Il vertice dell'altra sera - una decina i convenuti tra capigruppo e sottosegretari - si è protratto per quattro ore, non senza tensioni. Alla fine, l'accordo è sul metodo, non sul merito. E quindi: il testo andrà in Consiglio dei ministri la prossima settimana, perché non si può più aspettare. Ma poi approderà in Parlamento senza un accordo di maggioranza blindato. Trattandosi di una legge delega, la strada è lunga e ci sarà tempo per fare e disfare accordi, a questo punto anche trasversali con l'opposizione.

Parola d'ordine "permeabilità del testo alla forza degli argomenti" sia dei gruppi parlamentari che di magistrati e avvocati, come spiega Andrea Giorgis, sottosegretario del Pd.

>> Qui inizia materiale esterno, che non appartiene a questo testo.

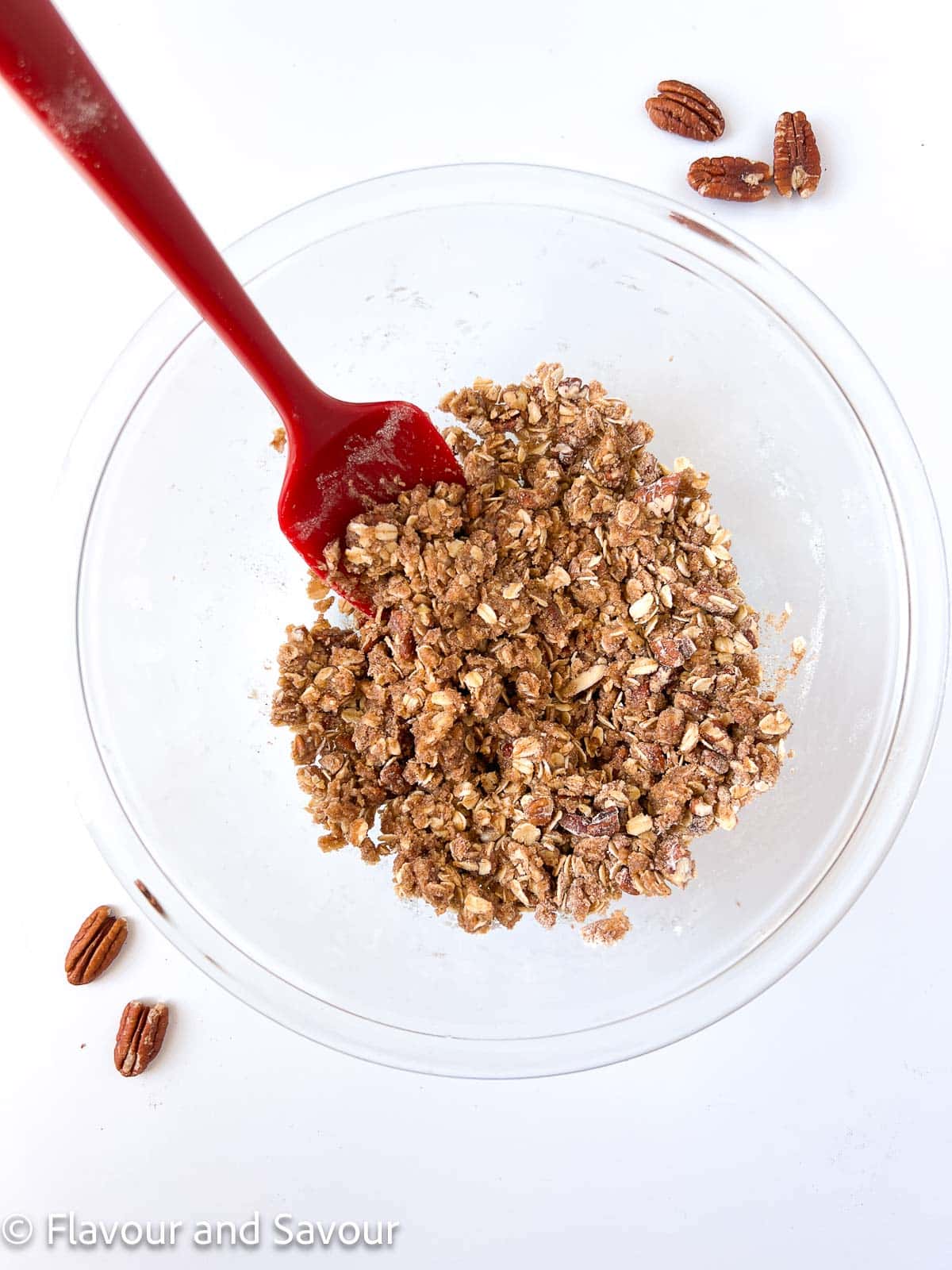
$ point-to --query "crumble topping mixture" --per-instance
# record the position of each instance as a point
(560, 686)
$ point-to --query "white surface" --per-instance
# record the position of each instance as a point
(812, 1124)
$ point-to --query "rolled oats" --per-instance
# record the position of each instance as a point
(559, 687)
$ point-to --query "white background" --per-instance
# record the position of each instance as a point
(812, 1126)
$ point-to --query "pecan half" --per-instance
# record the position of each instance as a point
(95, 945)
(603, 825)
(140, 1037)
(797, 158)
(739, 179)
(685, 111)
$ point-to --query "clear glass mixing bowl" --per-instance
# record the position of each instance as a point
(404, 287)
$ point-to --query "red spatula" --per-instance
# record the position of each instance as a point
(342, 455)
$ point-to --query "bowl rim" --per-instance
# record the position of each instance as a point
(866, 844)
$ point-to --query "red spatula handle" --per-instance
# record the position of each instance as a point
(44, 64)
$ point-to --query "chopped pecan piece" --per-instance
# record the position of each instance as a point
(601, 826)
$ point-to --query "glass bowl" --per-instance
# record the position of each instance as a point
(403, 287)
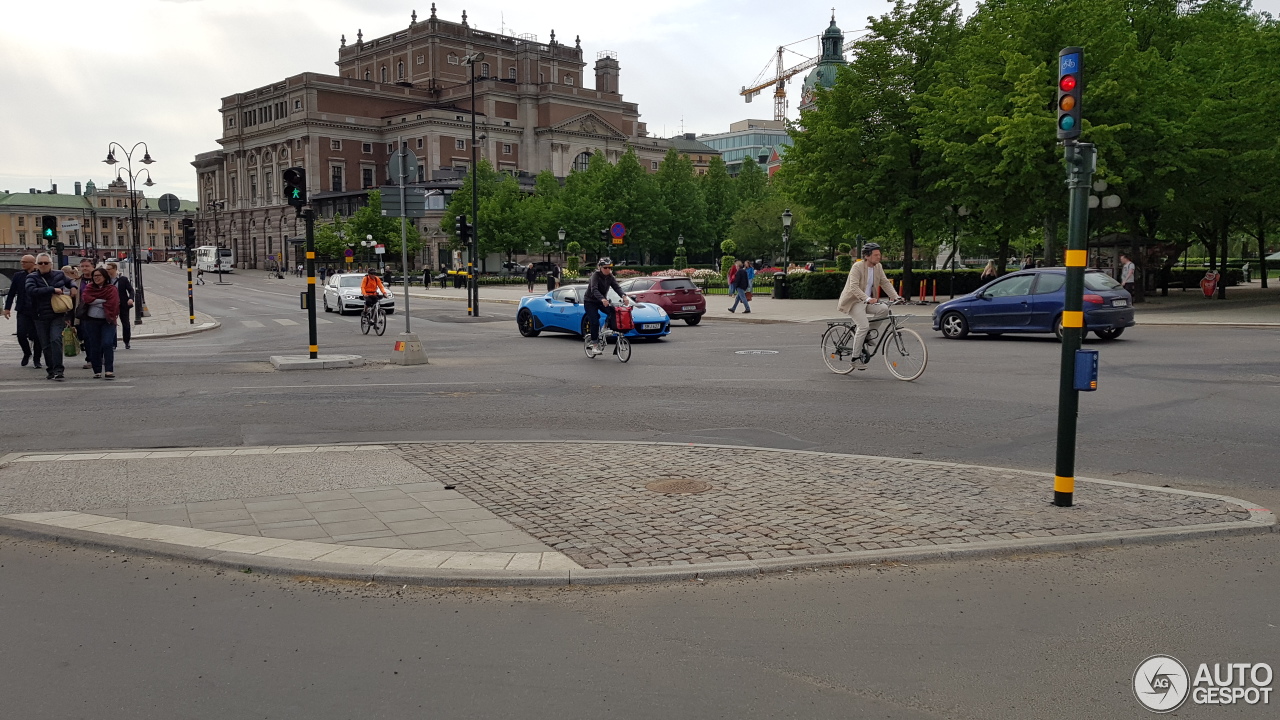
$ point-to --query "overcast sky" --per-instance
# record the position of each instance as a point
(82, 73)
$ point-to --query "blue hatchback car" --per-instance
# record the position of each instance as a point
(1032, 301)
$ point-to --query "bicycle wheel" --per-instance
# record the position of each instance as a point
(905, 355)
(836, 349)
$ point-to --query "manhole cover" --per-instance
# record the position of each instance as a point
(677, 486)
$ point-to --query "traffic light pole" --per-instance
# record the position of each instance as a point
(314, 341)
(1080, 162)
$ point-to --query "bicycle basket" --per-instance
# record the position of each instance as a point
(622, 319)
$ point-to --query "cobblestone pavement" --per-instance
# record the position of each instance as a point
(590, 501)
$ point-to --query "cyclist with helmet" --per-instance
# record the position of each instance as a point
(373, 288)
(858, 299)
(598, 300)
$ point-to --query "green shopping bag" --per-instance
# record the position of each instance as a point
(71, 343)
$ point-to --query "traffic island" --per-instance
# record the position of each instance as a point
(321, 363)
(549, 513)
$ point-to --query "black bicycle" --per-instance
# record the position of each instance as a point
(373, 318)
(905, 352)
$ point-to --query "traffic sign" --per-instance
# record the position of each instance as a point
(169, 204)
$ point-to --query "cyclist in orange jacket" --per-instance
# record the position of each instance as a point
(373, 288)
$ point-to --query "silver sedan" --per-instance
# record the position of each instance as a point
(342, 295)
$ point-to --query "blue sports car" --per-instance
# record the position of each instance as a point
(561, 310)
(1032, 301)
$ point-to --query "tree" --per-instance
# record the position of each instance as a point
(856, 160)
(686, 209)
(721, 195)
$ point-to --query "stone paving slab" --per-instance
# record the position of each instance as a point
(556, 513)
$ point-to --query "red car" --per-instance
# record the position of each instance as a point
(680, 297)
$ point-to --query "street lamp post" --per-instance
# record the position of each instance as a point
(786, 237)
(133, 212)
(958, 212)
(472, 286)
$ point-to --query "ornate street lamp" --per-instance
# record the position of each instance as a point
(140, 302)
(786, 237)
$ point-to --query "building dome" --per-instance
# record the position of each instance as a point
(832, 57)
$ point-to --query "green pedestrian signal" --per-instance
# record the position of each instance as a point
(296, 187)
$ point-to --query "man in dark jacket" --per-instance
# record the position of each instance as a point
(42, 286)
(597, 300)
(126, 291)
(18, 301)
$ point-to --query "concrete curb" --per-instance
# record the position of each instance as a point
(321, 363)
(191, 329)
(1261, 520)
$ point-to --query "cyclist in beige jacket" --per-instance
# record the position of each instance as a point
(858, 299)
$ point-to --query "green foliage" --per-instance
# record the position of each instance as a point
(334, 237)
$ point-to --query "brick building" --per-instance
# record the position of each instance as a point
(533, 108)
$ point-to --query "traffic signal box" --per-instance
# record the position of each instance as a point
(296, 187)
(1070, 86)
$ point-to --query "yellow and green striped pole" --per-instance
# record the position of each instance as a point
(1080, 159)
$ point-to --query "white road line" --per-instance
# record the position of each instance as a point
(364, 384)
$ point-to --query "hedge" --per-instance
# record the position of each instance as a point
(827, 286)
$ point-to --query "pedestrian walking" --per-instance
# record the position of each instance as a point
(1127, 272)
(988, 273)
(126, 291)
(737, 287)
(17, 301)
(101, 302)
(49, 294)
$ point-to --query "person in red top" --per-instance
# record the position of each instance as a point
(371, 287)
(101, 311)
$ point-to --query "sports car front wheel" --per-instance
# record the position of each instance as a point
(526, 324)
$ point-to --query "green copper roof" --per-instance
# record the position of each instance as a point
(45, 200)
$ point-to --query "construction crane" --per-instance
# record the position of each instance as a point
(781, 77)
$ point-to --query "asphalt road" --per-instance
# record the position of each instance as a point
(1036, 637)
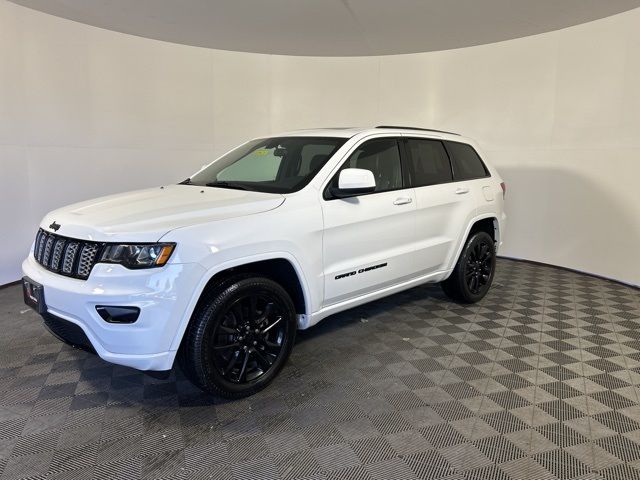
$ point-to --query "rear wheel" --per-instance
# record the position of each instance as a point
(240, 337)
(472, 276)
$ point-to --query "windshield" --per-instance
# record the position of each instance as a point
(275, 165)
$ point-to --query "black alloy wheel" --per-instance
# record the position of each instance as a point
(473, 273)
(478, 266)
(250, 337)
(239, 337)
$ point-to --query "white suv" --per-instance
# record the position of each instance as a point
(222, 269)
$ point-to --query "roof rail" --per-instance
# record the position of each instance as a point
(417, 128)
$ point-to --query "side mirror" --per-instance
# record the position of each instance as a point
(354, 181)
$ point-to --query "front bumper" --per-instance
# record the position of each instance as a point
(163, 296)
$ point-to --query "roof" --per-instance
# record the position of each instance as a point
(348, 132)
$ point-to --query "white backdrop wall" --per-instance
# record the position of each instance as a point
(86, 112)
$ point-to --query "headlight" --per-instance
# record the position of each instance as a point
(138, 256)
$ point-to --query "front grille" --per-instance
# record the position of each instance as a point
(67, 256)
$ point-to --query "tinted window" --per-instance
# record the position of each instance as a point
(382, 157)
(465, 161)
(429, 161)
(279, 164)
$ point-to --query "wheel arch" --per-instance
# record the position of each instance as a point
(280, 267)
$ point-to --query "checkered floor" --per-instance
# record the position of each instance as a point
(538, 381)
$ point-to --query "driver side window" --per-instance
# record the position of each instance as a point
(382, 157)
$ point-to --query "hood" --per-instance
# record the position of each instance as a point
(147, 215)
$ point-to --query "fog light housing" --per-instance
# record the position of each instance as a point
(111, 314)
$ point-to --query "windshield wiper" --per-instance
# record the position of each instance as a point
(233, 185)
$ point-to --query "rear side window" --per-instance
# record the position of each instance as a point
(465, 162)
(429, 162)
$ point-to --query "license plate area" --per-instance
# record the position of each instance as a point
(33, 294)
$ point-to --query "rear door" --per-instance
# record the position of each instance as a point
(368, 239)
(444, 206)
(469, 170)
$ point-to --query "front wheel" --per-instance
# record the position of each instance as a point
(240, 337)
(471, 278)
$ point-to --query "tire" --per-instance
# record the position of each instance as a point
(239, 337)
(473, 273)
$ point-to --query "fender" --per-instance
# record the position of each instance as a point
(464, 237)
(184, 322)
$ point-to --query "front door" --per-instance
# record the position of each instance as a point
(369, 239)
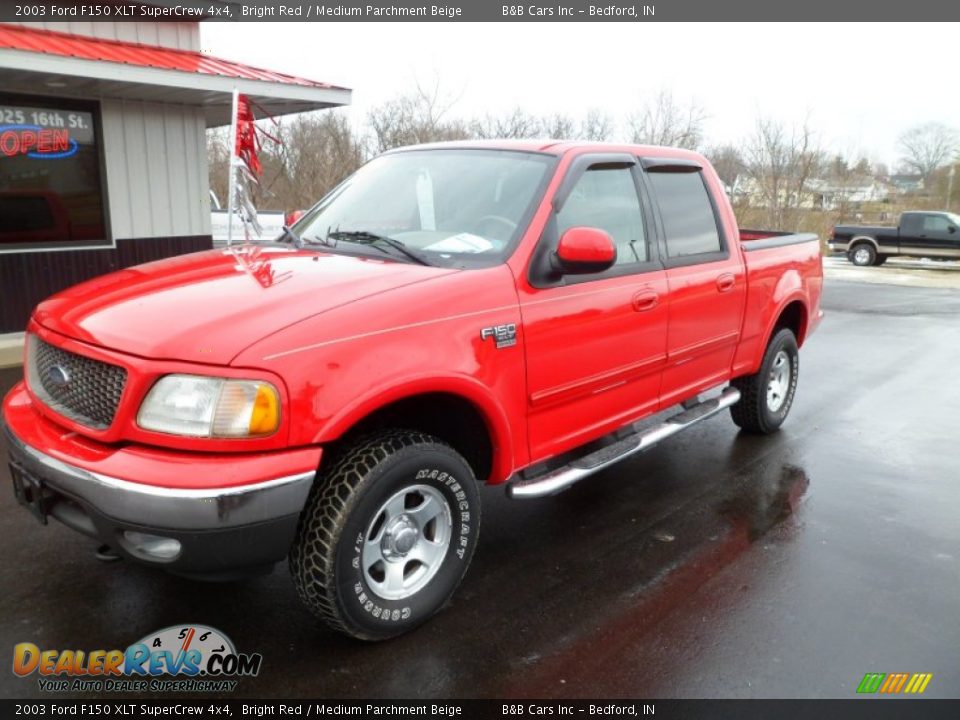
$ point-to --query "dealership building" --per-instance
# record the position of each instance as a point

I punti di convergenza non mancano: dalle regole meno discrezionali per l'attribuzione degli incarichi direttivi all'organizzazione delle Procure. Su alcuni temi come gli incarichi nel Csm (concorsi riservati ai magistrati o aperti agli avvocati?) ci sono sfumature diverse.

Sul sistema elettorale del Csm il dissenso è più profondo. Il Pd LeU e Italia Viva vogliono modificare il maggioritario di Bonafede perché, dice Giorgis, "rischia di mortificare eccessivamente il pluralismo e di non offrire una garanzia adeguata alla rappresentanza di genere". Il timore è un Csm monocolore o bipartitico e di soli uomini. Ma anche tra le toghe il maggioritario di Bonafede fa discutere.

Una parte della corrente progressista Area è solleticata dalla possibile egemonia, ma la parte legata alla tradizione di Magistratura Democratica rimpiange il proporzionale. Autonomia e Indipendenza, la corrente di Davigo, tergiversa. Una parte e pro maggioritario perché favorisce i candidati più autorevoli sul territorio, una parte pro proporzionale per timore di scomparire, una parte (Ardita, con Di Matteo) rilancia il sorteggio.

E Magistratura Indipendente, la corrente colpita dallo scandalo per via di Cosimo Ferri, è pro maggioritario secco ma teme di rimanere stritolata nel doppio turno da "accordi occulti" tra le altre tre correnti con "desistenza incrociate". Al punto di estrarre dal cilindro il sorteggio temperato. Insomma tutti contro tutti. Come la politica, se non di più.